Navigate to the Integration Response from the /{shortid} GET method:

delete the 200 HTTP Response, add "integration response", set method response status to 301 and add header mapping for location to integration.response.body.location as below:

make sure to select the integration response to - so that the method response reflects to 301:

Navigate to Actions and select "Deploy API", select your stage, in my case test and deploy:

Go to stages, select your stage, select the post request to reveal the API URL:

Time to test out the URL Shortener:

curl -XPOST -H "Content-Type: application/json" https://xxxxxx.execute-api.eu-west-1.amazonaws.com/test/create -d '{"long_url": "https://www.google.com/search?q=helloworld"}'
https://tiny.myserverlessapp.net/t/pcnWoCGCr2ad1x

ACM Certificates

At this moment we dont have our domain connected with our API Gateway, and we would also want a certificate on our application, which we can use ACM to request a certificate that can be associated to our domain. So in order to do that, first request a certificate on ACM. Select Request a certificate, create a wildcard entry: *.yourdomain.com, select DNS Validation (If you host with Route53, they allow you the option to create the record).

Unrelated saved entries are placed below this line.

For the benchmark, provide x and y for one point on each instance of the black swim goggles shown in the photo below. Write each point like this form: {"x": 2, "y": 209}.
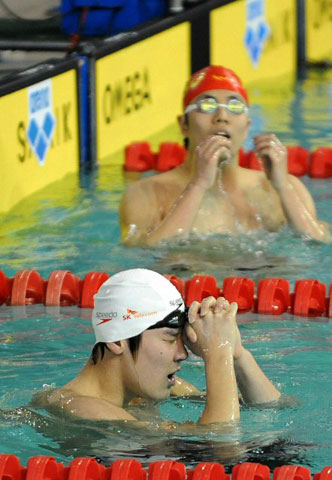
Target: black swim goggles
{"x": 211, "y": 105}
{"x": 175, "y": 319}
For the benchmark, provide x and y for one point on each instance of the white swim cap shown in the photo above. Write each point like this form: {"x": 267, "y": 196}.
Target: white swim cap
{"x": 132, "y": 301}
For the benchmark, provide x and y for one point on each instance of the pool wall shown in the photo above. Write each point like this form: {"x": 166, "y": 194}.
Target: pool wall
{"x": 118, "y": 84}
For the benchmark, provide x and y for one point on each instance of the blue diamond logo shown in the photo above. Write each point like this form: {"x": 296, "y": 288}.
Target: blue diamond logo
{"x": 48, "y": 125}
{"x": 33, "y": 131}
{"x": 41, "y": 147}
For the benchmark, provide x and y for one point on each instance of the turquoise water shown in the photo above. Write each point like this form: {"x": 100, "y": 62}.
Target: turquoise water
{"x": 73, "y": 225}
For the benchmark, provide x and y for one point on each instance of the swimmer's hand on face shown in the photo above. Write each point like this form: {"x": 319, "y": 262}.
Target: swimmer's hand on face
{"x": 211, "y": 155}
{"x": 212, "y": 326}
{"x": 273, "y": 156}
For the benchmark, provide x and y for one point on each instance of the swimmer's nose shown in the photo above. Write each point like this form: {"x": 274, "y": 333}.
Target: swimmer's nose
{"x": 221, "y": 115}
{"x": 181, "y": 353}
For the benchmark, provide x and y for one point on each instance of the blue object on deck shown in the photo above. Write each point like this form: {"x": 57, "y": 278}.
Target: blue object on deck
{"x": 107, "y": 17}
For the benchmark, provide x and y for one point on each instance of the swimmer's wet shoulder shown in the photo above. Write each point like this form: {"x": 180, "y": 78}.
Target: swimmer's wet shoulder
{"x": 210, "y": 193}
{"x": 143, "y": 333}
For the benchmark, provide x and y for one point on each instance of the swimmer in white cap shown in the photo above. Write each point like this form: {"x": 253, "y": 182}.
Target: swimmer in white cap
{"x": 142, "y": 329}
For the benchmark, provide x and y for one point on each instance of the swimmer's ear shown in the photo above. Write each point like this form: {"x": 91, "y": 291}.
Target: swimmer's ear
{"x": 183, "y": 124}
{"x": 115, "y": 347}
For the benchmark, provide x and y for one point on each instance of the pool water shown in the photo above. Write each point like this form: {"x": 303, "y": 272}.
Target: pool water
{"x": 73, "y": 225}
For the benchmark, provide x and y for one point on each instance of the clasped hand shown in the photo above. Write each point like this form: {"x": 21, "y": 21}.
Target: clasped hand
{"x": 273, "y": 156}
{"x": 212, "y": 328}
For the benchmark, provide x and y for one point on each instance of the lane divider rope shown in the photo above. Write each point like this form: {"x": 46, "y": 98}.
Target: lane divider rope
{"x": 271, "y": 296}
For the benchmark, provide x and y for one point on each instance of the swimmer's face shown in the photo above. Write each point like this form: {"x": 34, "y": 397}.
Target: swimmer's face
{"x": 202, "y": 125}
{"x": 157, "y": 361}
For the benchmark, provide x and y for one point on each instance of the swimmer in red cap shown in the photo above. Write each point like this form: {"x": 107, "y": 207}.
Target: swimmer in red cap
{"x": 210, "y": 192}
{"x": 143, "y": 331}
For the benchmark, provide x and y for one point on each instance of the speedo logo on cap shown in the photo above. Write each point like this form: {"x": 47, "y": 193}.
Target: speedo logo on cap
{"x": 134, "y": 314}
{"x": 105, "y": 317}
{"x": 178, "y": 301}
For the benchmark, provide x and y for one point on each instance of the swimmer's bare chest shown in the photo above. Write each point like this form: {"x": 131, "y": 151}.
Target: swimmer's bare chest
{"x": 239, "y": 212}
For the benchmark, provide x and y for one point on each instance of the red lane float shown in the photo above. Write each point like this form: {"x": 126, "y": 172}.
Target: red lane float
{"x": 273, "y": 296}
{"x": 199, "y": 287}
{"x": 28, "y": 288}
{"x": 140, "y": 158}
{"x": 321, "y": 163}
{"x": 250, "y": 471}
{"x": 5, "y": 288}
{"x": 291, "y": 472}
{"x": 167, "y": 470}
{"x": 47, "y": 468}
{"x": 240, "y": 290}
{"x": 127, "y": 469}
{"x": 86, "y": 468}
{"x": 63, "y": 289}
{"x": 208, "y": 471}
{"x": 325, "y": 474}
{"x": 309, "y": 298}
{"x": 92, "y": 282}
{"x": 10, "y": 468}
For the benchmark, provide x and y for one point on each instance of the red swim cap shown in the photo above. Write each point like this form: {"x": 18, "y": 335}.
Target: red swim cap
{"x": 212, "y": 78}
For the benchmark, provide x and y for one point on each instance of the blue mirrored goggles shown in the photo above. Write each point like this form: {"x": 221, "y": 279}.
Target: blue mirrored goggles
{"x": 210, "y": 105}
{"x": 175, "y": 319}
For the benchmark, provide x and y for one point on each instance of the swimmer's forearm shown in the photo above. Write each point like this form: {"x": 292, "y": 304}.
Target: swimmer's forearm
{"x": 254, "y": 385}
{"x": 299, "y": 216}
{"x": 222, "y": 400}
{"x": 181, "y": 216}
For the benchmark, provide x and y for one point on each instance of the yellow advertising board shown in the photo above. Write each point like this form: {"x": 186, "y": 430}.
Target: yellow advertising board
{"x": 318, "y": 30}
{"x": 139, "y": 89}
{"x": 256, "y": 38}
{"x": 39, "y": 137}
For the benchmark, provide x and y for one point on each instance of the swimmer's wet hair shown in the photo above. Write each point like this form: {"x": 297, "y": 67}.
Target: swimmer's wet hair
{"x": 98, "y": 350}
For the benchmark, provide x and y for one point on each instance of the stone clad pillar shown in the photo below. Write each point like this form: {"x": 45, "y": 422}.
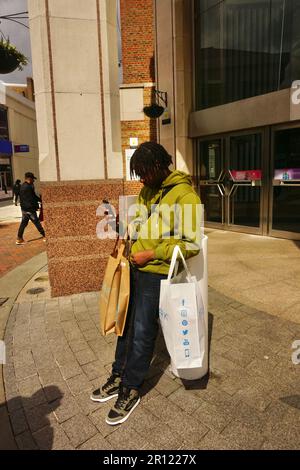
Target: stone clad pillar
{"x": 75, "y": 68}
{"x": 174, "y": 62}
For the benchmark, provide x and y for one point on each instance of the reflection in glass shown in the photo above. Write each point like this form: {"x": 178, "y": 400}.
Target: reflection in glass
{"x": 212, "y": 200}
{"x": 286, "y": 208}
{"x": 286, "y": 199}
{"x": 245, "y": 152}
{"x": 245, "y": 48}
{"x": 210, "y": 160}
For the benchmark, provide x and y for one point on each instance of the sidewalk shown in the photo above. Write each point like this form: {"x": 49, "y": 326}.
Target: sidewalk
{"x": 56, "y": 356}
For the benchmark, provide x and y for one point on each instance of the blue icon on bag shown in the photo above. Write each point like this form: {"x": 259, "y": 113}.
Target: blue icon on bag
{"x": 162, "y": 314}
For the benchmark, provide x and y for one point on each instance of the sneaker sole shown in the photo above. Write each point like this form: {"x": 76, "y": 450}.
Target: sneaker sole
{"x": 103, "y": 400}
{"x": 113, "y": 423}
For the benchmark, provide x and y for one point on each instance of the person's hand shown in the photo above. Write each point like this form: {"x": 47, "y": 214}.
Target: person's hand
{"x": 142, "y": 257}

Head back to API Gateway to associate the Domain and ACM Certificate to our API:

From the "Custom Domain Names" section, create a custom domain name, once you selected regional, it will ask for the target domain name, which will be the resolved to your API Endpoint that was created, and from the "Base Path Mappings" section, select / as the path to your API stage, in my case url-shortener-api:test:

Route 53

Last part is to create a Route53 entry for tiny.yourdomain.com to resolve to the CNAME value of the target domain name that was provided in the custom domain names section:

Demo the URL Shortener Service

Once everything is setup we can test, by creating a Shortened URL:

$ curl -XPOST -H "Content-Type: application/json" https://tiny.myserverlessapp.net/create -d '{"long_url": "https://www.google.com/search?q=helloworld"}'
https://tiny.myserverlessapp.net/t/p7ISNcxTByXhN

Testing out the Short URL to redirect to the Destination URL:

$ curl -ivL https://tiny.myserverlessapp.net/t/p7ISNcxTByXhN
*   Trying 34.226.10.0...
* TCP_NODELAY set
* Connected to tiny.myserverlessapp.net (34.226.10.0) port 443 (#0)
* TLS 1.2 connection using TLS_ECDHE_RSA_WITH_AES_128_GCM_SHA256
* Server certificate: *.myserverlessapp.net
* Server certificate: Amazon
* Server certificate: Amazon Root CA 1
* Server certificate: Starfield Services Root Certificate Authority - G2
> GET /t/p7ISNcxTByXhN HTTP/1.1
> Host: tiny.myserverlessapp.net
> User-Agent: curl/7.54.0
> Accept: */*
>
< HTTP/1.1 301 Moved Permanently
HTTP/1.1 301 Moved Permanently
< Date: Tue, 29 Nov 2018 00:05:02 GMT
Date: Tue, 29 Nov 2018 00:05:02 GMT
< Content-Type: application/json
Content-Type: application/json
< Content-Length: 77
Content-Length: 77
< Connection: keep-alive
Connection: keep-alive
< x-amzn-RequestId: f79048c8-cb56-41e8-b21d-b45fac47453a
x-amzn-RequestId: f79048c8-cb56-41e8-b21d-b45fac47453a
< x-amz-apigw-id: OeKPHH7_DoEFdjg=
x-amz-apigw-id: OeKPHH7_DoEFdjg=
< Location: https://www.google.com/search?q=helloworld
Location: https://www.google.com/search?q=helloworld

At this moment our API is open to the world, which is probably not the best as everyone will be able to Shorten URL's. You can check out Set Up API Keys Using the API Gateway Console documentation on how to secure your application by utilizing a api key which can be included in your request headers when Shortening URLs.

For a bit of housekeeping, you can implement TTL on DynamoDB so that old items expire, which can help you to refrain your dynamodb table from growing into large amounts of storage, you can have a look at a post on Delete Old Items with Amazons DynamoDB TTL Feature to implement that.